Just like termites, woodborer beetles are small insects that can fly as adults and lay their eggs in untreated timber, chewing wood as their primary food source. Both these insects can cause serious structural damage in buildings and houses where wood is used. According to Mark Enslin, President of the South African Pest Control Assosciation (SAPCA),  they are bombarded with complaints from consumers who recently purchased a new house only to discover they have an Anobium Punctatum (Common Furniture Beetle) infestation beneath their beautiful hard wood floors. 

For this reason it is of the utmost importance that home owners ensure that they receive an actual Entomological certificate when purchasing a new home.  This is a certificate issued by a registered Wood Destroying Organisms Inspector (WDO) declaring a property to be free from all wood destroying insects and in some cases, dry rot. 

Home owners need to  insist on a comprehensive beetle clause from SAPCA to be added into the deed of sale as an addendum, as it is their legal right. This clause not only covers all wood-destroying organisms of economic significance, but also ensures that the inspection is carried out by a suitably qualified inspectors registered with the Association. 

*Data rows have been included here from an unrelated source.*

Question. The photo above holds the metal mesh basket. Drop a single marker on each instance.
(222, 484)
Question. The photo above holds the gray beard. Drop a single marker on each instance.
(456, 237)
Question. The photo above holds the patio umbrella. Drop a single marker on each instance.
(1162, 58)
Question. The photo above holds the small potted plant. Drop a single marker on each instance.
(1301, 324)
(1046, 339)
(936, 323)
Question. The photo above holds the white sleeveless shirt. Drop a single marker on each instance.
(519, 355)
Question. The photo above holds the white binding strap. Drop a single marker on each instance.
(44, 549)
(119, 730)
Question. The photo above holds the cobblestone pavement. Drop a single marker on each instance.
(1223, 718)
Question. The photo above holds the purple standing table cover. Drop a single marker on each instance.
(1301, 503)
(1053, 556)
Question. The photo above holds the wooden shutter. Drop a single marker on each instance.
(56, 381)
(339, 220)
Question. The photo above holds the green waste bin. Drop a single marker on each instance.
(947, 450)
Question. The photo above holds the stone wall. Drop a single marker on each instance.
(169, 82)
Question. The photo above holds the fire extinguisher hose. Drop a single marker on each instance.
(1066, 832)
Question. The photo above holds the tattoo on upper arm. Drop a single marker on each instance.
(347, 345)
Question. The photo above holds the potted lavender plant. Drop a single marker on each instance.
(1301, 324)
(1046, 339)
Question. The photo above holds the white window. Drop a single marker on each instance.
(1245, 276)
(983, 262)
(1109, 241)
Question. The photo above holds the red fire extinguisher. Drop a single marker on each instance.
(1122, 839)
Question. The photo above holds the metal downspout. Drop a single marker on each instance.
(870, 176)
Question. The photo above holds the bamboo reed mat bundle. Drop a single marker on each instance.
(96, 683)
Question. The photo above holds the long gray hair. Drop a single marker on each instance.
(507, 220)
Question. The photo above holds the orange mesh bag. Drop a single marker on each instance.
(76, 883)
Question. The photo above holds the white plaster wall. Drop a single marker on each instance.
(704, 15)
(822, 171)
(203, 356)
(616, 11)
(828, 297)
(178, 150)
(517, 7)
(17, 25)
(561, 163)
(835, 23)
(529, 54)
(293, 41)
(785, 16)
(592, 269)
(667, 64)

In addition to the above The South African Wood Preservers Association (SAWPA) is appealing to government to regulate the treatment of timber against such insects as the woodborer beetle and termites. Durable timber is a scarce and expensive commodity, therefore the treatment of timber will ensure that all timber used as building material will be safe and provide a long term life, eliminating the harsh costs due to termite or wood borer beetle damage. The treatment of timber is nothing more than the application of sufficient suitable preservation to the timber so that it will be able to be used on the long term. Proper treatment will enable builders and home owners to design and build their dream homes with confidence without the added fear of being attacked by insects or fungi.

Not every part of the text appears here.